Uninsured and Under-insured motorist coverage laws vary state to state. In some states coverage is mandatory and in others it is optional. Uninsured and Under-insured motorist coverage protects you if the economic value of your injuries (property damage, pain and suffering, medical bills, lost wages, etc) exceeds the coverage limits of the other party.

The number of uninsured motorists varies from 4% in Massachusetts to 28% in Mississippi. The national average is 13.8%. According to a recent USA Today article uninsured motorists caused insured motorists $10.7 billion in 2007.

Equally concerning is that the minimum amount of bodily injury coverage required by states averages $24,000 and minimum property coverage averages $16,000.

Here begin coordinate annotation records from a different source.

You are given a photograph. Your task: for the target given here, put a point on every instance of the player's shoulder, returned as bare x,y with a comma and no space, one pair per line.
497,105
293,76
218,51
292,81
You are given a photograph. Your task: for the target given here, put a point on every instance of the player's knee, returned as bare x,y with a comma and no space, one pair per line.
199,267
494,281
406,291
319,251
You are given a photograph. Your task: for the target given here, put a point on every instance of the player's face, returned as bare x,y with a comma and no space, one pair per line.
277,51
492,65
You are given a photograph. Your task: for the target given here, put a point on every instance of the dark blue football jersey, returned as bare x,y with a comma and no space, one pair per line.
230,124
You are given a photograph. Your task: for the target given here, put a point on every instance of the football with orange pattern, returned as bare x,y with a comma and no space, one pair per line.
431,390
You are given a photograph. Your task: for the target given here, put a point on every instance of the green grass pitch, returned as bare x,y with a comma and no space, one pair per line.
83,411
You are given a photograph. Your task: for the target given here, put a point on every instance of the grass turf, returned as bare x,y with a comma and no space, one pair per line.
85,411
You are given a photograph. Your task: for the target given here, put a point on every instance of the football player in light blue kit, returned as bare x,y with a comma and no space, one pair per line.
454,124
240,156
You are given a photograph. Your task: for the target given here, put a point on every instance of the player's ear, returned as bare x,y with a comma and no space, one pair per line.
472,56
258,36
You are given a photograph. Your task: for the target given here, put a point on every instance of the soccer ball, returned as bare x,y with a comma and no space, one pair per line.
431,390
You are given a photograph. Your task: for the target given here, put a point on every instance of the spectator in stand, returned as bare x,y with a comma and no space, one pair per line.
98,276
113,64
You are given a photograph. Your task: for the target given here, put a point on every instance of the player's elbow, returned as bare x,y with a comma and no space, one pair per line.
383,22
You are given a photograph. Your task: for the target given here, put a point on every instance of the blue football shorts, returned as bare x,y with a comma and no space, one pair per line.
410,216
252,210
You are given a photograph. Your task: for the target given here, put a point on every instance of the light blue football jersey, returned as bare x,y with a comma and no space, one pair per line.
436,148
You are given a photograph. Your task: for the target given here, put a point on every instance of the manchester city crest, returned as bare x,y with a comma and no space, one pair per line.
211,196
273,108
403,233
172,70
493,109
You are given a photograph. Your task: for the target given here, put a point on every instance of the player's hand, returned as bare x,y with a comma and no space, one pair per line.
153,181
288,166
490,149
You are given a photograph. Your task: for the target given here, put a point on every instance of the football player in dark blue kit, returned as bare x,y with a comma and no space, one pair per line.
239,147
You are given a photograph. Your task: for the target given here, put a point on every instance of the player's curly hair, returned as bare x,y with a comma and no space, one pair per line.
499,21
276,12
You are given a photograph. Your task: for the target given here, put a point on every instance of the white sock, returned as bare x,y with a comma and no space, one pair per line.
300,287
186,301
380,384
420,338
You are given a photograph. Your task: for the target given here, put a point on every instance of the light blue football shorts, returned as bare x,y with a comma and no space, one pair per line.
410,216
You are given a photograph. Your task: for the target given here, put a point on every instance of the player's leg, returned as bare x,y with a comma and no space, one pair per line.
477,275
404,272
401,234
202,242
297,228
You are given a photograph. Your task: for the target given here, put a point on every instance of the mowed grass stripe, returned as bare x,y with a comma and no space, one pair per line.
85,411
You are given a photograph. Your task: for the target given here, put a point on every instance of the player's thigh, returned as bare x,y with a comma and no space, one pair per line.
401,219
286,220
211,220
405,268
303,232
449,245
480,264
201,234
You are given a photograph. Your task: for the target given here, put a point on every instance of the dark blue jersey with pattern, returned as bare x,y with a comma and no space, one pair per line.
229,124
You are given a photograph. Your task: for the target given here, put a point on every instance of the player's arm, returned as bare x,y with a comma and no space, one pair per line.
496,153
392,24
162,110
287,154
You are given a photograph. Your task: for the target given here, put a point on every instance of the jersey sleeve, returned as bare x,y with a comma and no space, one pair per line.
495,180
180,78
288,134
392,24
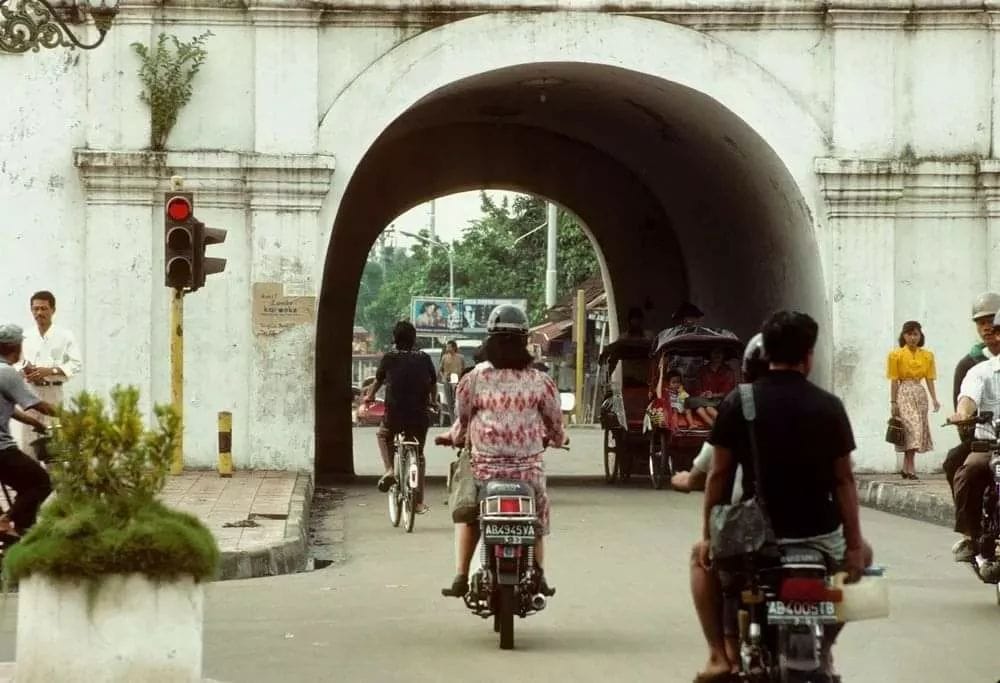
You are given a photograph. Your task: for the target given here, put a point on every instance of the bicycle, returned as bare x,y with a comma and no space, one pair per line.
406,472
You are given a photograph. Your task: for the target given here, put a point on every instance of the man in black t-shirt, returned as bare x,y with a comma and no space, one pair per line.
411,387
804,443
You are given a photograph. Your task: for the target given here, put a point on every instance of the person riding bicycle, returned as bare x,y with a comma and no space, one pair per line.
510,412
18,470
411,387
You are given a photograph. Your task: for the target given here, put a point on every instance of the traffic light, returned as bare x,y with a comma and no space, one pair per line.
180,239
207,265
186,238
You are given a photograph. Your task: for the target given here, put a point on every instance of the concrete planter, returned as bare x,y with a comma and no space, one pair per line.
119,628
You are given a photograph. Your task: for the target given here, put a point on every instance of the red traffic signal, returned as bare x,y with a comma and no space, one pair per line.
180,240
178,208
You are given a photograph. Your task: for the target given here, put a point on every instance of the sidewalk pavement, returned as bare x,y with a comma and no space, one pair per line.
927,499
259,518
8,669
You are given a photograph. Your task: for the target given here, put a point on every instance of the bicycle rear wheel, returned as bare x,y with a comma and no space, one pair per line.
395,496
408,494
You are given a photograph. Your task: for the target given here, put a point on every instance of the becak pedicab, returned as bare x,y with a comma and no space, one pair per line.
624,408
686,388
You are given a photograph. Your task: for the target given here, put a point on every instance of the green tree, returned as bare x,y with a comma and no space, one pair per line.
487,264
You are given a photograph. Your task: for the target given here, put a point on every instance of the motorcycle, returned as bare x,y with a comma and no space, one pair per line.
506,584
986,564
789,603
41,447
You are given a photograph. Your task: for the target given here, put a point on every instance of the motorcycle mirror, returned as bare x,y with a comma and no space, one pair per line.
567,401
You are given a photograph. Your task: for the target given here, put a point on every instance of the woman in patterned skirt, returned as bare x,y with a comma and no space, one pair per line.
907,367
509,412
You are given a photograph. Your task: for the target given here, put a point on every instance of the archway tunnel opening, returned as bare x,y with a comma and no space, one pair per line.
683,200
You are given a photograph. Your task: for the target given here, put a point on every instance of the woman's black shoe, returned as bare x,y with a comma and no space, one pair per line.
459,587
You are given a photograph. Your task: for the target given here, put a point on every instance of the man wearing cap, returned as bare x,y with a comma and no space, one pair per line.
51,357
984,308
18,470
980,392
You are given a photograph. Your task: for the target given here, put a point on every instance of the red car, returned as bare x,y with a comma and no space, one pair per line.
371,414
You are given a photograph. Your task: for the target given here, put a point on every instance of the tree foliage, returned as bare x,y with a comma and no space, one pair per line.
166,74
488,264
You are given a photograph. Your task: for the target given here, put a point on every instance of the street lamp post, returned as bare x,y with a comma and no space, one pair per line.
550,251
33,24
449,250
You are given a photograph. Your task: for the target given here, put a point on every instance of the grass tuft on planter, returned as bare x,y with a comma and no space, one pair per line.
107,469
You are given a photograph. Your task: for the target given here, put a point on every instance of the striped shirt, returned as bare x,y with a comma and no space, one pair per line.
507,415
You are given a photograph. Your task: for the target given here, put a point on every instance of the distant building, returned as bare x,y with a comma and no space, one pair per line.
362,342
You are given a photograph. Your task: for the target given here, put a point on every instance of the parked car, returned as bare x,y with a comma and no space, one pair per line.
371,414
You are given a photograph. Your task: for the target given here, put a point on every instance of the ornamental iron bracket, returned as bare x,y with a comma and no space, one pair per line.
34,24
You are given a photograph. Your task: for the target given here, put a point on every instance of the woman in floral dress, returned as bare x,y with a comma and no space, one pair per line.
907,368
509,411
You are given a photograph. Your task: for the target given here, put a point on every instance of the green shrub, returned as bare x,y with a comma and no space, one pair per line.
106,471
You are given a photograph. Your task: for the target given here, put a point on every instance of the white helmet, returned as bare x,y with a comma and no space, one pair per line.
986,305
507,319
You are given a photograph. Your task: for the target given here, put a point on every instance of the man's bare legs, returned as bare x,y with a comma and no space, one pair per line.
707,595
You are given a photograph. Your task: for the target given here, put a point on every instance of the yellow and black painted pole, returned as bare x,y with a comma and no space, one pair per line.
225,444
177,375
581,342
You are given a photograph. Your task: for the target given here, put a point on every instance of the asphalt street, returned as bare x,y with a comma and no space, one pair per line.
618,556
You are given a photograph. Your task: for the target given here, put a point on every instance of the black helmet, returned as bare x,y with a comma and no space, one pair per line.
754,360
507,319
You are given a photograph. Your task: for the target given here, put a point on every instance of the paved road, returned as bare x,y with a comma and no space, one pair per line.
618,557
585,457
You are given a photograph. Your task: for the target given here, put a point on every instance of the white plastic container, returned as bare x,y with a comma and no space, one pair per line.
866,599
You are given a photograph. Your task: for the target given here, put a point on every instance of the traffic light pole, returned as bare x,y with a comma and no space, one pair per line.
177,375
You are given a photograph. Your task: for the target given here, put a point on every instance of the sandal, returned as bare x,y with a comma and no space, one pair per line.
459,587
720,677
386,482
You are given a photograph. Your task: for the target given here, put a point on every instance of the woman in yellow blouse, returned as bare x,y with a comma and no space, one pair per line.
907,367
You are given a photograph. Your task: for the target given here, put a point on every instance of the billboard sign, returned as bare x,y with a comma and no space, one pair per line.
436,315
444,316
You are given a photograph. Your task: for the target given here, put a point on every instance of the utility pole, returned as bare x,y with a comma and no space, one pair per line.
551,255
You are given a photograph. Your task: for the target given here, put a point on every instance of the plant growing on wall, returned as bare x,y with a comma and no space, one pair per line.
166,73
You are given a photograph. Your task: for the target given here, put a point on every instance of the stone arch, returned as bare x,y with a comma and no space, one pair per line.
728,120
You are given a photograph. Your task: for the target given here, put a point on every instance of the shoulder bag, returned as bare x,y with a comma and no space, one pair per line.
742,528
463,498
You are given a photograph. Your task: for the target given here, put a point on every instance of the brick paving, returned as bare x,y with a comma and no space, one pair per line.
259,500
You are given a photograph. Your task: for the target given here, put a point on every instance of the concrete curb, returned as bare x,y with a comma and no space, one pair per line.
907,501
287,557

These minimums only cover minor property damage and very superficial injuries. These limits do not begin to cover the cost of disability or death.

If you are disabled in an accident by an uninsured motorist and can no longer work, how much coverage would you need to provide for yourself and your family? As a rule of thumb you should carry as much uninsured and under-insured motorist coverage as your liability insurance limits.

You have liability insurance to cover the injuries you cause to strangers. It’s only logical that you have the same amount of coverage to protect your family.

You don’t get to pick who hits you so don’t rely on others for protection. Half the drivers on the road are uninsured or drastically under-insured in the event of a life changing accident.

Choosing the Right Deductible in Your State

Choosing the right deductible requires a bit of simple math using the below formula and a little guesswork. If the Potential Savings of raising your deductible exceeds the difference between the higher and lower deductible then go with the higher deductible.

Potential Savings = (Annual Cost Difference) x (Number of Years Between Claims)
If Potential Savings > Difference in deductibles then go with higher deductible

For example if the annual cost savings of moving from a $500 deductible to a $1,000 deductible is $60 and you estimate that you file a claim once every five years then the Potential Savings is calculated as: ($60/yr in cost savings) x(5 years) = $300.

However, in this example the $300 in Cost Savings is less than the $500 difference between having a $1,000 and $500 deductible so in this scenario you should stick with your $500 deductible. To know whether or not to adjust your deductible you just need to run the numbers.

If you rarely turn in a claim, it probably makes sense for you to go with higher deductibles. Drivers with bad driving records and as a consequence relatively high insurance premiums can offset their higher costs by increasing their deductible.